Note that SEO is no longer just about how often certain words appear on pages of the Web, what words appear in links to those pages, in page titles, and headings, alt text for images, and how often certain words may be repeated or related words may be used. Google is looking at the facts that are mentioned about entities, such as entity types like a “person,” and properties, such as “Date of Birth,” or “Gender.”
Note that quote also mentions the word “Schema” as in “These relationships define in part a schema associated with the entity type [Person].” As part of the transformation of SEO from Strings to Things, The major Search Engines joined forces to offer us information on how to use Schema for structured data on the Web to provide a machine readable way of sharing information with search engines about the entities that we write about, their properties, and relationships.
I’m writing about this patent because I am participating in a Webinar online about the Google Knowledge Graph and how it is being used, and updated. The Webinar is tomorrow at:
#SEOisAEO: How Google Uses The Knowledge Graph in its AE algorithm. I haven’t been referring to SEO as Answer Engine Optimization, or AEO and it’s unlikely that I will start, but see it as an evolution of SEO
I’m writing about this Google Patent, because it starts out with the following line which it titles “Background:”
This disclosure generally relates to updating information in a database. Data has previously been updated by, for example, user input.
This line points to the fact that this approach no longer needs to be updated by users, but instead involves how Google knowledge graphs update themselves.
Updating a Knowledge Graph
I attended a Semantic Technology and Business conference a couple of year ago, where the head of Yahoo’s knowledge base presented, and he was asked a number of questions in a question and answer session after he spoke. Someone asked him what happens when information from a knowledge graph changes and it involves very sensitive information, and needs to be updated?

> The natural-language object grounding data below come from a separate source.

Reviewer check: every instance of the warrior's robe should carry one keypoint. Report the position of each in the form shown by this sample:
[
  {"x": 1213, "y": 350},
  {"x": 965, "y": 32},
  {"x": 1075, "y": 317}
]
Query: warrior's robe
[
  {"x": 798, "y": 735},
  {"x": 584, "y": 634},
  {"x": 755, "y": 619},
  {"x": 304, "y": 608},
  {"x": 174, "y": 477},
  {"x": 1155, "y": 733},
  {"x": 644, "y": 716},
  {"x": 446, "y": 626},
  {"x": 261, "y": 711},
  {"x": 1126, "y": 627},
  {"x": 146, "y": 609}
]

His answer was that a knowledge graph would have to be updated manually to have new information placed within it.
That wasn’t a satisfactory answer because it would have been good to hear that the information from such a source could be easily updated, and it was a little difficult hearing that a search engine would need to be edited like a newspaper would be. This may have been the answer that the people from Yahoo believed was the proper answer, and I’ve been waiting for Google to answer a question like this to see what their answer would be. That made seeing a line like this one from this patent interesting:
In some implementations, a system identifies information that is missing from a collection of data. The system generates a question to provide to a question answering service based on the missing information, and uses the response from the question answering service to update the collection of data.
This would be a knowledge graph update, so that patent provides details using language that reflects that exactly:
In some implementations, a computer-implemented method is provided. The method includes identifying an entity reference in a knowledge graph, wherein the entity reference corresponds to an entity type. The method further includes identifying a missing data element associated with the entity reference. The method further includes generating a query based at least in part on the missing data element and the type of the entity reference. The method further includes providing the query to a query processing engine. The method further includes receiving information from the query processing engine in response to the query. The method further includes updating the knowledge graph based at least in part on the received information.

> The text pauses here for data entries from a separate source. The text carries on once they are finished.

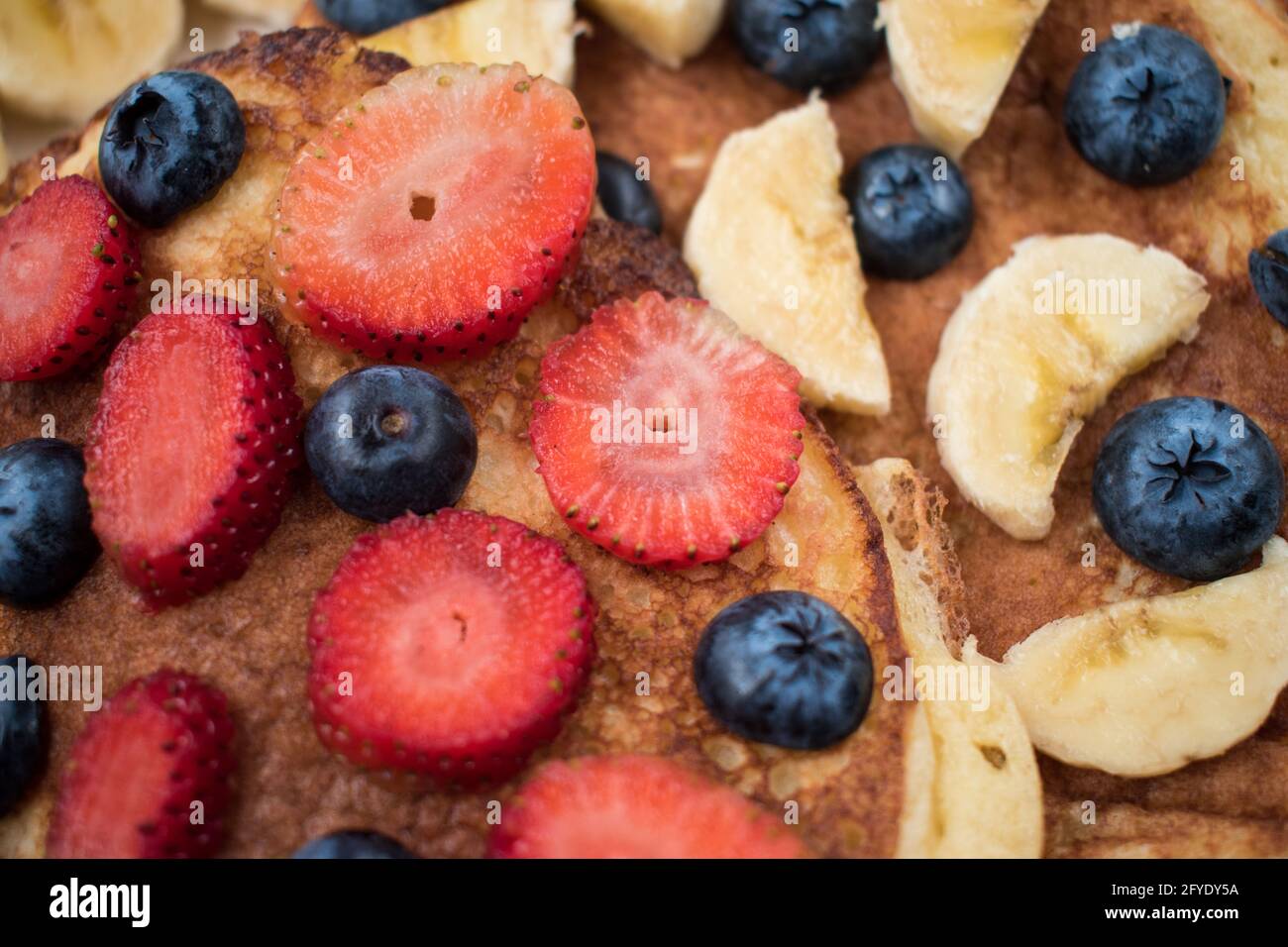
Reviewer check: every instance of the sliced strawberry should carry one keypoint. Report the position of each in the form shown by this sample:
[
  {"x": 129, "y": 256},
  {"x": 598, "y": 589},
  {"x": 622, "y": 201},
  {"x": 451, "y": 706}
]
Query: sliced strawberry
[
  {"x": 648, "y": 491},
  {"x": 635, "y": 806},
  {"x": 68, "y": 273},
  {"x": 158, "y": 748},
  {"x": 449, "y": 646},
  {"x": 429, "y": 217},
  {"x": 188, "y": 454}
]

How does the search engine do this? The patent provides more information that fills in such details.
The approaches to achieve this would be to:
…Identifying a missing data element comprises comparing properties associated with the entity reference to a schema table associated with the entity type.

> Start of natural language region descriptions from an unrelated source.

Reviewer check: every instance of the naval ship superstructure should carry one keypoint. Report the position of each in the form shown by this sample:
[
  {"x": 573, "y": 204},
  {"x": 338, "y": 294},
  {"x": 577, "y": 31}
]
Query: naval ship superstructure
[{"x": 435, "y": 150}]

…Generating the query comprises generating a natural language query. This can involve selecting, from the knowledge graph, disambiguation query terms associated with the entity reference, wherein the terms comprise property values associated with the entity reference, or updating the knowledge graph by updating the data graph to include information in place of the missing data element.
…Identifying an element in a knowledge graph to be updated based at least in part on a query record. Operations further include generating a query based at least in part on the identified element. Operations further include providing the query to a query processing engine. Operations further include receiving information from the query processing engine in response to the query. Operations further include updating the knowledge graph based at least in part on the received information.
A knowledge graph updates itself in these ways:
(1) The knowledge Graph may be updated with one or more previously performed searches.
(2) The knowledge Graph may be updated with a natural language query, using disambiguation query terms associated with the entity reference, wherein the terms comprise property values associated with the entity reference.
(3) The knowledge Graph may use properties associated with the entity reference to include information updating missing data elements.
The patent that describes how Google’s knowledge graph updates themselves is:
Question answering to populate knowledge base
Inventors: Rahul Gupta, Shaohua Sun, John Blitzer, Dekang Lin, and Evgeniy Gabrilovich
US Patent: 10,108,700
Granted: October 23, 2018
Filed: March 15, 2013
Methods and systems are provided for a question answering. In some implementations, a data element to be updated is identified in a knowledge graph and a query is generated based at least in part on the data element. The query is provided to a query processing engine. Information is received from the query processing engine in response to the query. The knowledge graph is updated based at least in part on the received information.
Nicolas Torzec tweeted me a link to a paper published on the Google AI Blog, which shares a number of authors with this patent. It was posted in 2014 (a year after the patent this post is about was filed.) The paper explains in more detail how a knowledge graph might become more complete. As the Abstract of the paper tells us:
We discuss how to aggregate candidate answers across multiple queries, ultimately returning probabilistic predictions for possible values for each attribute. Finally, we evaluate our system and show that it is able to extract a large number of facts with high confidence.
The paper is Knowledge Base Completion via Search-Based Question Answering Reading this paper in addition to the patent is recommended. It presents a much more nuanced look at some of the issues that the people working upon this problem came across, and some of the solutions that they found to address those. One of the problems that they use to illustrate how this system works involves identifying the parents of Frank Zappa (His Band was named “The Mothers of Invention” which made that task have some issues unique, as well.)
It does seem like it is a difficult task trying to update a knowledge graph using questions and answers like this, and is a problem that faces some challenges. It is interesting seeing what stage we are at in having problems like this addressed – so read this paper carefully along with the patent.
We have been seeing other approaches that look at a knowledge graph from other directions such as:
3 Ways Query Stream Ontologies Change Search – this is about Google looking at query stream information to identify data that it can extract from the Web to use to build ontologies. By looking at searchers queries, in effect it is crowdsourcing information about topics that may be helpful in building those ontologies.
Constructing Knowledge Bases with Context Clouds – This tells us about how Google could look at unstructured content that it might be able to use to build up knowledge bases. We see statements like this from the patent the post is about:
Extending the number of attributes known to a search engine may enable the search engine to answer more precisely queries that lie outside a “long tail,” of statistical query arrangements, extract a broader range of facts from the Web, and/or retrieve information related to semantic information of tables present on the Web.
We haven’t reached the point where updating or building a knowledge base can be automated, and updating some knowledge graph information about some sensitive topics that change may be necessary still, but we have some examples of approaches that are underway towards such updates a possibility.